Stinko bizarro

Perfume must be one of the hardest things to sell. I already like it, but which to buy? All I want is a perfume that smells exactly like a fresh, trembling tuberose but what I get is pictures of 11-year-old girls poncing around in evening gowns with velvet trains, women (who look as if they’re struggling with an eating disorder as well as a dirty great bit of kelp) writhing at the water’s edge, a young woman with feathers coming out of her bum wearing a leg leash, a man lurking around with a bunch of peonies, pictures of one naked person giving another one a fire-fighter’s lift, very many pictures of women looking wistfully air-headed surrounded by baskets of floristry and a whole lot of absolute crap written to describe a scent.

Magazines now carry perfume samples, and many American magazines carry up to three separate perfume samples as part of the full-page advertising. (In America you don’t need to buy perfume. You just slink up to a newsstand and rub yourself against page 57 of something.)

In Australia, they’re squabbling over hundreds of millions in sales of women’s perfumes in department stores, plus millions at chemists and in department stores for men’s fragrances. So they spend up on their launches of new scents. The perfume companies have monstrously lavish cocktail parties, dinners and parties with fireworks and caviar and obsequious waiters and lots of alcohol and free samples. They invite their closest personal friends: the Press.

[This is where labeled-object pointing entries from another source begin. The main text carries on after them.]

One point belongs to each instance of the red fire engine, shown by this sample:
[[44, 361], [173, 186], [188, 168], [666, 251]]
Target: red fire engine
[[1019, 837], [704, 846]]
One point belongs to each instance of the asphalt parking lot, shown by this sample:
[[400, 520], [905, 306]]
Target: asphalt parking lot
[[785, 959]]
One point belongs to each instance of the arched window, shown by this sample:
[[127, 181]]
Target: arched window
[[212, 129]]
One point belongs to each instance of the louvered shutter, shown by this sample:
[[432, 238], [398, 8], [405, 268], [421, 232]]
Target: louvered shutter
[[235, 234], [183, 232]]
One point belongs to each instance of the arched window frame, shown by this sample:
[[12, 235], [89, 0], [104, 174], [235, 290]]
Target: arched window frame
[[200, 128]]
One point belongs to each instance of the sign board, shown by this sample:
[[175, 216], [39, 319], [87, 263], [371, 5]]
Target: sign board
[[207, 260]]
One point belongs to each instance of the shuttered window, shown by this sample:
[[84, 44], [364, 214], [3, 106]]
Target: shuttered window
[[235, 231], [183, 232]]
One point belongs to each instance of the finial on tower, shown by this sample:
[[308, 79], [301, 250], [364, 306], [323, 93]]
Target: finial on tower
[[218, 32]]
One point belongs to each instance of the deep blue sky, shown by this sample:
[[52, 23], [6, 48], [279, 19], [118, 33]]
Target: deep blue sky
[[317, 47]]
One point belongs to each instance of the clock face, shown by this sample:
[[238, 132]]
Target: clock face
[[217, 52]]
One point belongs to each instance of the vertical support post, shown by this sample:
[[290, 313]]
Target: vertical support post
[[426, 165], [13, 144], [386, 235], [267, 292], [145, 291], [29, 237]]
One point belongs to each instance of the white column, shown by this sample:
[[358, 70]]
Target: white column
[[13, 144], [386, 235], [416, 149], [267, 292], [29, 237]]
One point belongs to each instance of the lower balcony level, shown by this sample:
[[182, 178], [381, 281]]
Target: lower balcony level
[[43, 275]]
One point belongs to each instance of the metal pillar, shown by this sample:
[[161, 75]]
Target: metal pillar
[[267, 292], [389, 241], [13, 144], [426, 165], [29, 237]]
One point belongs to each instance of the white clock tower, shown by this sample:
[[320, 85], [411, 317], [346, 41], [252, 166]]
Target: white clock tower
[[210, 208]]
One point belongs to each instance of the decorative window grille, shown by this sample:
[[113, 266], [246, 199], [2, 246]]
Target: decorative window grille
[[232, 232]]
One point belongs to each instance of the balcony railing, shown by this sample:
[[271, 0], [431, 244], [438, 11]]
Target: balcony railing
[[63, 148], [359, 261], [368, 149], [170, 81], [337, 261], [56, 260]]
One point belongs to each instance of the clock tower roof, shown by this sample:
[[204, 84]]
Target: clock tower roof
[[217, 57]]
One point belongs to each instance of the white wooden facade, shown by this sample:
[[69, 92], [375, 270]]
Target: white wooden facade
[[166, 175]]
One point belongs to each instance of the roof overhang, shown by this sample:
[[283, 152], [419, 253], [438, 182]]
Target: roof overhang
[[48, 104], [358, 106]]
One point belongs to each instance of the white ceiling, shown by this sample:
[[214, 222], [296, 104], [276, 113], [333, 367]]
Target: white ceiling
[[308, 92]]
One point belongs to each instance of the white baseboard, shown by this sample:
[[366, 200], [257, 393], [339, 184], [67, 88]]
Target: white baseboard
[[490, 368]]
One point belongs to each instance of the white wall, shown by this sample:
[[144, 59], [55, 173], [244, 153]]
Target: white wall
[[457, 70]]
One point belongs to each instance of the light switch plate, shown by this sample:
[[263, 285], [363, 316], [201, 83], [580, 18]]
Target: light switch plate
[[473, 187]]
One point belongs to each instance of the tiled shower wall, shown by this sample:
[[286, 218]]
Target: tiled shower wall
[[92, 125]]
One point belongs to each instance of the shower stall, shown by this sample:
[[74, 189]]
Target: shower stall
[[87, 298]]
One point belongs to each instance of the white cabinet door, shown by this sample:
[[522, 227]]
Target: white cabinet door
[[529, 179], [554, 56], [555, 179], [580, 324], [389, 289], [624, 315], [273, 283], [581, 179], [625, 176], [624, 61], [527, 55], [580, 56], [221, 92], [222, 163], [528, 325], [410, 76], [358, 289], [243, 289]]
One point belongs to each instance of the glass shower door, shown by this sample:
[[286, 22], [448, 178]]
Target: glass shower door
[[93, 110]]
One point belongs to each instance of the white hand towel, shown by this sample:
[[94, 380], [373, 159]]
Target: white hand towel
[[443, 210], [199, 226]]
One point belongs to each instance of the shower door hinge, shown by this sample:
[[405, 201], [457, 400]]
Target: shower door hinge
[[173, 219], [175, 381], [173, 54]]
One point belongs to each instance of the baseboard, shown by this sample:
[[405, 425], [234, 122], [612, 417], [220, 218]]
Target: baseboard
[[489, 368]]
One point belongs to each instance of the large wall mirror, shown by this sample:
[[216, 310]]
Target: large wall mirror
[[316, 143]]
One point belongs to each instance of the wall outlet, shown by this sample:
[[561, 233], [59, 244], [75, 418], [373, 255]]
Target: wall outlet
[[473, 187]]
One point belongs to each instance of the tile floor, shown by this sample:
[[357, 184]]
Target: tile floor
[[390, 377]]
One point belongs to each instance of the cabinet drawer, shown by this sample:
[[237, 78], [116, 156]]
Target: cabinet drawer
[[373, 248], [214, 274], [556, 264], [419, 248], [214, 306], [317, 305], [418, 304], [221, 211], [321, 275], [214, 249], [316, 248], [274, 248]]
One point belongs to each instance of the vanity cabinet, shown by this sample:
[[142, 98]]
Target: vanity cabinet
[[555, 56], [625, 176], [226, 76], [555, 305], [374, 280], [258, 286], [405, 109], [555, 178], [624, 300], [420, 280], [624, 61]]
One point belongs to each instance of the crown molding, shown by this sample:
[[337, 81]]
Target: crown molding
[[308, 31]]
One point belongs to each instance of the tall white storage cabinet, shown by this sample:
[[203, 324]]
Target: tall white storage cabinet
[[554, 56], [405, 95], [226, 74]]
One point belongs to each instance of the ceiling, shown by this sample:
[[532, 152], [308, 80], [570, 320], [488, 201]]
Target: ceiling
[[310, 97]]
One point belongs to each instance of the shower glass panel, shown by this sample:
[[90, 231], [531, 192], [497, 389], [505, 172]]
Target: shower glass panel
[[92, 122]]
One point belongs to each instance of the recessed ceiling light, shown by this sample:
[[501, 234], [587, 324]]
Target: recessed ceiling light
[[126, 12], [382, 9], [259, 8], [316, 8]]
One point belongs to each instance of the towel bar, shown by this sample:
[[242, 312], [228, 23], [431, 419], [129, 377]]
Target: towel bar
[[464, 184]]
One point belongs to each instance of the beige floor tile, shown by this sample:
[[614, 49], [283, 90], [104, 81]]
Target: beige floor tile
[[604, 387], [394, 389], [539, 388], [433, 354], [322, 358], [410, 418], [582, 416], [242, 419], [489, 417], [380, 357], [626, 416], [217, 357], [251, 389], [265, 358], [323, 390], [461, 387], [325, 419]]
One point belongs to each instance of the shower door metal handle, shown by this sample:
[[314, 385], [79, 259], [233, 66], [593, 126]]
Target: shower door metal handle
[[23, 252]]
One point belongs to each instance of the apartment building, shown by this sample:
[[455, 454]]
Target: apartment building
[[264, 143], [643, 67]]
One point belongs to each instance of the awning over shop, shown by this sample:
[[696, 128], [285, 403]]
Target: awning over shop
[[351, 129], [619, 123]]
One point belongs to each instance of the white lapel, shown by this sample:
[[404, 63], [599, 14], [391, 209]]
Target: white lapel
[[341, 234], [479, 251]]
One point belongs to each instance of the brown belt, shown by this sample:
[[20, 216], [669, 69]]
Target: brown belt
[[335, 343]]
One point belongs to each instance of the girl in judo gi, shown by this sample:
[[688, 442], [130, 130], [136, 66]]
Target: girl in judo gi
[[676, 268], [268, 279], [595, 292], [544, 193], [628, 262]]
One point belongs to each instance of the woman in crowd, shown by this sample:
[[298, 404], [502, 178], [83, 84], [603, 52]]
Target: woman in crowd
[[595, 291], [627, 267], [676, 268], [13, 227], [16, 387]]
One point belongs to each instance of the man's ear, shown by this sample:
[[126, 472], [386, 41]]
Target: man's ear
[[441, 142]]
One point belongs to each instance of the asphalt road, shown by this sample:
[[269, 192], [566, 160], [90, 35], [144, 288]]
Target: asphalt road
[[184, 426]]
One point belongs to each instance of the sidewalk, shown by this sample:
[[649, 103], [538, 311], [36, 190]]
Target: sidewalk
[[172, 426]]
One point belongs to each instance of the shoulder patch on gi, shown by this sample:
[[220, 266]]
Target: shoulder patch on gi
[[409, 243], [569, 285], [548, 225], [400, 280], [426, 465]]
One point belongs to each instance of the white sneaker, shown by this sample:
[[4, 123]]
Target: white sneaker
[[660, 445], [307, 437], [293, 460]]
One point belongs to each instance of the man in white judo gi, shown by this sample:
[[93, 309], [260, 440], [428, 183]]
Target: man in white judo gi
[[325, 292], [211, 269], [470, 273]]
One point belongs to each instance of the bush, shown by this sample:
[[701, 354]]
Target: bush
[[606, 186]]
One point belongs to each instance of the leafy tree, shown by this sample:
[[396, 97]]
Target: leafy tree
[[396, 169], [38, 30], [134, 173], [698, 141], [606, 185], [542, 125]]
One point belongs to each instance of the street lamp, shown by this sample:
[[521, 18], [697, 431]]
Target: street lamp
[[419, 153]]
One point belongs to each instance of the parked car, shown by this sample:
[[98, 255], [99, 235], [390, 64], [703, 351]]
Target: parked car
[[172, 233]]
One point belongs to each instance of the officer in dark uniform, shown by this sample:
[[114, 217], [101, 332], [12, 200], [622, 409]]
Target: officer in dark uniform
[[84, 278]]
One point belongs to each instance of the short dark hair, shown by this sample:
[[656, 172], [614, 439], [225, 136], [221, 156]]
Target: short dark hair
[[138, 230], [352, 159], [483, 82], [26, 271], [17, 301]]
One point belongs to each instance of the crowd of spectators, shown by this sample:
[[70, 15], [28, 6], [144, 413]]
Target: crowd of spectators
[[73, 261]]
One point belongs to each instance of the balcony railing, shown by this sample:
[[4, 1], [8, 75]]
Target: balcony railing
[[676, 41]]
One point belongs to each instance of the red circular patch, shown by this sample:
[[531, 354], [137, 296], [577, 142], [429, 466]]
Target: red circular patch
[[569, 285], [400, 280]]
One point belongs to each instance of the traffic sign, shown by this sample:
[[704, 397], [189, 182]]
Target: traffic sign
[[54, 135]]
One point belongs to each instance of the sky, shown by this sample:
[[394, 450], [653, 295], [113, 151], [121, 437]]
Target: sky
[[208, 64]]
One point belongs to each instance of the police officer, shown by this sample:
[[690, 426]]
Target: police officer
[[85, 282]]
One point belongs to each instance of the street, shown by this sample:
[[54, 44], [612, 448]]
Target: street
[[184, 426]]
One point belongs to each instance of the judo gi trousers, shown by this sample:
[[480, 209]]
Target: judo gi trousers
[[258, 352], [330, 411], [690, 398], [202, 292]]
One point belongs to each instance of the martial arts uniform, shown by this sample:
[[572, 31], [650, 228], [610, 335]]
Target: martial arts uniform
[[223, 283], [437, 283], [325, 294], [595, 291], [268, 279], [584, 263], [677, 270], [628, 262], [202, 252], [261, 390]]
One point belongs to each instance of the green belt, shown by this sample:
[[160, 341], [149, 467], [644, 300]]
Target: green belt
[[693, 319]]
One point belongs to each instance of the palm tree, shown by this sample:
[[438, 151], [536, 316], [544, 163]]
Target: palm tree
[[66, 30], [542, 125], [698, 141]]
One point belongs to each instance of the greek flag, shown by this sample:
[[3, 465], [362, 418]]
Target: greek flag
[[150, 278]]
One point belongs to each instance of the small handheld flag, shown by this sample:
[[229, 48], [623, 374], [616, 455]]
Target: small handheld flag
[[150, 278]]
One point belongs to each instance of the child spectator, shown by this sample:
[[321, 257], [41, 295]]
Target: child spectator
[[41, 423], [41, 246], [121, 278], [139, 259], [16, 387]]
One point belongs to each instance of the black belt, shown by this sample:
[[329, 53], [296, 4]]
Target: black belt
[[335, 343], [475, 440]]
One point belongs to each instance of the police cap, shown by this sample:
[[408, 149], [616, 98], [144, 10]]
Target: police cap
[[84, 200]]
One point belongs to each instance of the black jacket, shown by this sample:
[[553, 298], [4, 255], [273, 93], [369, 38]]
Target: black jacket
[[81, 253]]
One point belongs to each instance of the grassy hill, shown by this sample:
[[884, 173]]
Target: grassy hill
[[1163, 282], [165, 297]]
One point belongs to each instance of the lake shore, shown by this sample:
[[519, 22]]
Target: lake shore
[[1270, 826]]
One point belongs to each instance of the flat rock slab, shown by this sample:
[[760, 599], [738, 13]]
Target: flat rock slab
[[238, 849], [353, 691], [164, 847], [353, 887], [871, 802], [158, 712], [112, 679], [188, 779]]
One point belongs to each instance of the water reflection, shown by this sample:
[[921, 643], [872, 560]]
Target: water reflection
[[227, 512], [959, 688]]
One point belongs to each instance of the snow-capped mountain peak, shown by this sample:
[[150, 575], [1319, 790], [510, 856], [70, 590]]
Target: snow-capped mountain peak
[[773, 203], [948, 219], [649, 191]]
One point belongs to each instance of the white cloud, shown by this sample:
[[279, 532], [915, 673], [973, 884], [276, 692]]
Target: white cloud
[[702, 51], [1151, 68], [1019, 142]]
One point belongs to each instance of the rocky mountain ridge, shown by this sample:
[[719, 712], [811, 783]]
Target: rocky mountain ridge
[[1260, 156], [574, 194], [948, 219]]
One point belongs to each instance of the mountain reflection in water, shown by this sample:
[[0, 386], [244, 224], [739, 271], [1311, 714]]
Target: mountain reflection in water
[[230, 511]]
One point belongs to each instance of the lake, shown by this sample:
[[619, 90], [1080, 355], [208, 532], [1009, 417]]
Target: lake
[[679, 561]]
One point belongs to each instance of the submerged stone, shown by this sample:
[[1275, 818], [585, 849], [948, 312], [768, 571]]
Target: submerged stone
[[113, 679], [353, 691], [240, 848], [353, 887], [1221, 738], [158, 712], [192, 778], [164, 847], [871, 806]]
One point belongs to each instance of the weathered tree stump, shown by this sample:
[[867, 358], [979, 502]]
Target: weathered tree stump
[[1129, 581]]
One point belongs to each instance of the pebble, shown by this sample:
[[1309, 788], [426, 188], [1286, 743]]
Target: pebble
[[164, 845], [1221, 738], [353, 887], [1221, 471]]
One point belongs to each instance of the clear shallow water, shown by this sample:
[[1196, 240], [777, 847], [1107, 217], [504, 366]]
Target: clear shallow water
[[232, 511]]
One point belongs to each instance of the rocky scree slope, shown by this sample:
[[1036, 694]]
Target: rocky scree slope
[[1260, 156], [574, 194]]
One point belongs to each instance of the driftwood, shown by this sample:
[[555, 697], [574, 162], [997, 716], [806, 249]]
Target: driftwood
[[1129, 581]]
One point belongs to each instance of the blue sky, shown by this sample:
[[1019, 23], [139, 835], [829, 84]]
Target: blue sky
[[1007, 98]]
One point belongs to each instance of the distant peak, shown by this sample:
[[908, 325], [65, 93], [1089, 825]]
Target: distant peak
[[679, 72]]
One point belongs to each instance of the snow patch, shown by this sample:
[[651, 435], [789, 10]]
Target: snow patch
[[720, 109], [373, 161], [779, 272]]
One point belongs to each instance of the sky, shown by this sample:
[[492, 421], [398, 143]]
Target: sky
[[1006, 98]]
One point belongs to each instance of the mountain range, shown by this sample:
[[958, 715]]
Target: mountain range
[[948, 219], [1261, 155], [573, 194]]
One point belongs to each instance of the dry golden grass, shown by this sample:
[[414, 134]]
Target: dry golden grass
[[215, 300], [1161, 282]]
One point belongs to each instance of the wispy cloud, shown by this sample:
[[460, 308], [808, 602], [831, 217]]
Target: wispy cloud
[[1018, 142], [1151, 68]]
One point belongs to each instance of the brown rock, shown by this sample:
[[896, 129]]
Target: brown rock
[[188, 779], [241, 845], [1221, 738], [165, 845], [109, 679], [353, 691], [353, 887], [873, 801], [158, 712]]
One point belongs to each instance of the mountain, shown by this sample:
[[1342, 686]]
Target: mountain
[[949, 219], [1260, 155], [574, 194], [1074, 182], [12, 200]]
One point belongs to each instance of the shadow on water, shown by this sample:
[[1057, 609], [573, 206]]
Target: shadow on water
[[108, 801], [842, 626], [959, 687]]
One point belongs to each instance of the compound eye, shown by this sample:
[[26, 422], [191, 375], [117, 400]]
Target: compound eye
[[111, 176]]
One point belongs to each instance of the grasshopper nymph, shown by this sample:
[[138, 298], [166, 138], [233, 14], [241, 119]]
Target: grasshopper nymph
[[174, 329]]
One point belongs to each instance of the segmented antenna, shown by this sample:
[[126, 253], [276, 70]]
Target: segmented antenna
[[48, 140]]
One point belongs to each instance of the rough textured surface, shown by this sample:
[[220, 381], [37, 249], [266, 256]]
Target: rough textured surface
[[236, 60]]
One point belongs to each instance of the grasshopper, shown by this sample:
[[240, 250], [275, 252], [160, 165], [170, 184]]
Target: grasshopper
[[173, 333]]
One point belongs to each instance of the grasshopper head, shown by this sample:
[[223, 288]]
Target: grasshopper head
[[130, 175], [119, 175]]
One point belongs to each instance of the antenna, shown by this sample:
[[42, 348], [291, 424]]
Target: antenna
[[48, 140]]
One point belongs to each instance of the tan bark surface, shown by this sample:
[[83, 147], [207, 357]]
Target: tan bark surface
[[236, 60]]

After all, advertisers are flogging a wee bit of luxury for the people who can’t afford to get invited to the perfume launch parties with caviar and fireworks and marvellous old Oscar de la Thingie flown out from (gasp, swoon, stagger) Paris! A bit of romance and glamour in a beautiful bottle. And some of the bottles are very beautiful, delicate, mysterious, gloriously chunky, designed by surreal artists and marketing geniuses. Others push the point, with fake jewels and golden metal butterflies.

We’re buying Diamonds and Rubies, Trésor (Treasure) and Tweed, Lace, White Satin and White Linen that we can’t afford to buy or wear because we live in the real world where white linen is impractical. We’re buying the sexy, the forbidden, the racy, Volupté, Poison, Tabu, Joy and Opium. We want to be Knowing, Clandestine, Spellbound, Unforgettable, Beautiful, a Diva, a Paradox; to have Worth, Youth Dew, Mystery and Panache. We want to associate with a lifestyle, or smell of its old money. We want it for Eternity, Forever. Or at least until 4711. There are no perfumes called Pre-menstrual Bitchface or Sheer Poverty.